Nightmarish traffic delays and gridlock-beyond-imagination resulted from closing the bridge entrance off South Broadway — compounded by the snowstorm. That was then, this is now. And until it closes again in January, it’s open.
Last weekend, a ginormous, 400-foot-long crane left Oakland Harbor near San Francisco, and is expected some time between February 1 and 15 near our very own Tappan Zee Bridge — to help build its replacement.
The “Left Coast Lifter” was one factor that distinguished design-build team Tappan Zee Constructors, LLC from its two bidding competitors. Named for its use in replacing the San Francisco-Oakland Bay Bridge’s eastern span, the largest floating crane in the world has no problem hoisting the equivalent weight of 12 Statues of Liberty.
Where will it go? Well, none the worse for wear after traveling 6,000 miles from through the Panama Canal and the Gulf of Mexico, and up the East Coast — oh, you want to know where the new bridge will be built.
And then people wanted to know why north, and why it has a larger curve, and will the (cash) tolls really go to $14?

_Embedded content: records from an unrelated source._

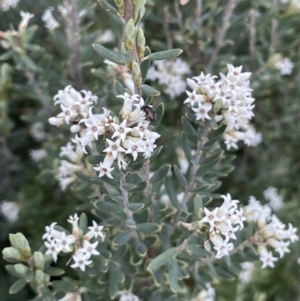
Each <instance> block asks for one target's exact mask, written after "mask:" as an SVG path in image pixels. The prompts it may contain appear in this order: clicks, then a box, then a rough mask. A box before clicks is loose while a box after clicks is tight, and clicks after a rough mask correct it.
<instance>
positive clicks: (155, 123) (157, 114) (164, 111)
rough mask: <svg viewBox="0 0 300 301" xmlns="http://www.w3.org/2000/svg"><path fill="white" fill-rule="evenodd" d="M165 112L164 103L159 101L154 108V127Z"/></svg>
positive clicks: (164, 106)
mask: <svg viewBox="0 0 300 301" xmlns="http://www.w3.org/2000/svg"><path fill="white" fill-rule="evenodd" d="M164 112H165V106H164V103H163V102H161V103H160V104H159V105H158V106H157V107H156V108H155V114H156V119H155V121H154V122H153V124H152V125H153V126H154V128H157V127H158V125H159V124H160V122H161V120H162V118H163V116H164Z"/></svg>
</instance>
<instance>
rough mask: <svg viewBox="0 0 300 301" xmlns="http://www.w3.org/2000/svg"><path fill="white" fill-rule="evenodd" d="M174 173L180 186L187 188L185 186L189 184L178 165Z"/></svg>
mask: <svg viewBox="0 0 300 301" xmlns="http://www.w3.org/2000/svg"><path fill="white" fill-rule="evenodd" d="M174 173H175V176H176V178H177V180H178V182H179V183H180V185H181V186H183V187H185V185H186V184H187V180H186V178H185V176H184V175H183V174H182V173H181V171H180V169H179V168H178V166H177V165H174Z"/></svg>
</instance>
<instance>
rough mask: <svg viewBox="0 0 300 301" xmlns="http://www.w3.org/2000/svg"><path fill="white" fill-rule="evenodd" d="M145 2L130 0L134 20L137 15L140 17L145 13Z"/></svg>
mask: <svg viewBox="0 0 300 301" xmlns="http://www.w3.org/2000/svg"><path fill="white" fill-rule="evenodd" d="M145 4H146V0H132V6H133V19H134V20H135V21H136V20H137V19H138V17H139V15H140V17H139V19H141V18H142V17H143V15H144V14H145V7H144V6H145Z"/></svg>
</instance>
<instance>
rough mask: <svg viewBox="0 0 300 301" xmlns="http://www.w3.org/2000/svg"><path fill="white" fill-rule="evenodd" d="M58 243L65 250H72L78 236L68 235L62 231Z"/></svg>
mask: <svg viewBox="0 0 300 301" xmlns="http://www.w3.org/2000/svg"><path fill="white" fill-rule="evenodd" d="M55 240H56V243H57V245H58V246H59V248H61V249H62V251H64V252H72V248H71V245H72V244H74V242H75V241H76V237H75V236H73V235H67V234H66V233H65V232H62V235H61V237H60V238H56V239H55Z"/></svg>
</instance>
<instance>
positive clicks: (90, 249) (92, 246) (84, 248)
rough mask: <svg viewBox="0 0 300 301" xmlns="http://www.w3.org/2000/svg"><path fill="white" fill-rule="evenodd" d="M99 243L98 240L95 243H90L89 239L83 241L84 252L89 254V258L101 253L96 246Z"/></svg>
mask: <svg viewBox="0 0 300 301" xmlns="http://www.w3.org/2000/svg"><path fill="white" fill-rule="evenodd" d="M97 245H98V241H96V242H94V243H90V242H89V241H87V240H84V241H83V248H82V250H83V252H84V253H85V254H87V255H88V256H87V259H89V258H90V257H91V256H92V255H99V254H100V253H99V252H98V251H97V250H96V247H97Z"/></svg>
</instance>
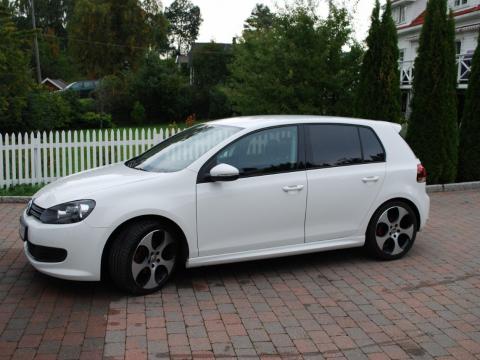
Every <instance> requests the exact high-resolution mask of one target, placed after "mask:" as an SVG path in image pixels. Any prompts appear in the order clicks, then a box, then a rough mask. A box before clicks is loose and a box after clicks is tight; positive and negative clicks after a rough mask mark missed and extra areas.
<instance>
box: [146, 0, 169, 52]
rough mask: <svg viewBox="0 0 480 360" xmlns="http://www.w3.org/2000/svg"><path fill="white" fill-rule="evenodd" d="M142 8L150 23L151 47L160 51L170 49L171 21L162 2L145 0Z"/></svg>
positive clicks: (163, 50)
mask: <svg viewBox="0 0 480 360" xmlns="http://www.w3.org/2000/svg"><path fill="white" fill-rule="evenodd" d="M142 9H143V10H144V12H145V18H146V22H147V25H148V32H149V38H150V41H149V47H150V48H151V49H154V50H156V51H158V52H159V53H163V52H165V51H167V50H169V47H170V44H169V40H168V27H169V22H168V20H167V18H166V17H165V14H164V13H163V12H162V7H161V3H160V2H159V1H158V0H143V1H142Z"/></svg>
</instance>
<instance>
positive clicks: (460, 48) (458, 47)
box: [455, 40, 462, 55]
mask: <svg viewBox="0 0 480 360" xmlns="http://www.w3.org/2000/svg"><path fill="white" fill-rule="evenodd" d="M455 52H456V54H457V55H459V54H461V53H462V42H461V41H460V40H459V41H455Z"/></svg>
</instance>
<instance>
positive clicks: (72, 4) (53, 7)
mask: <svg viewBox="0 0 480 360" xmlns="http://www.w3.org/2000/svg"><path fill="white" fill-rule="evenodd" d="M12 3H13V7H14V9H15V14H16V16H15V20H16V22H17V25H18V27H19V28H20V29H30V28H31V27H32V18H31V14H32V11H31V1H30V0H14V1H13V2H12ZM74 3H75V0H41V1H35V21H36V24H37V27H38V28H39V29H41V31H46V30H48V29H51V30H53V32H54V33H55V35H57V36H60V37H65V36H66V35H67V29H66V24H67V23H68V21H69V20H70V16H71V14H72V10H73V7H74Z"/></svg>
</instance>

“I heard we can walk onto the new bridge.” Yes, and bicycle, too. The northern span’s shared use path will also have viewing areas, so no more quick head turns while driving — although it’s TBD where people who use these areas will park in Nyack and Tarrytown.
Since February — when meetings were opened to the public; the first two were closed meetings — the mass transit task force has discussed county-specific and regional solutions. It appears the group might be stuck — no lead agency to oversee the new transit system, and some members aren’t happy with the short, mid, and long-term proposals.
Meantime, numerous EarthCam® construction cameras in Rockland and Westchester offer 24/7 views of the bridge, current project information and an interactive archive calendar. They’re accessible via the New NY Bridge website, and are well-situated for catching sunrises and sunsets on the water. Well, that’s mostly why I check them.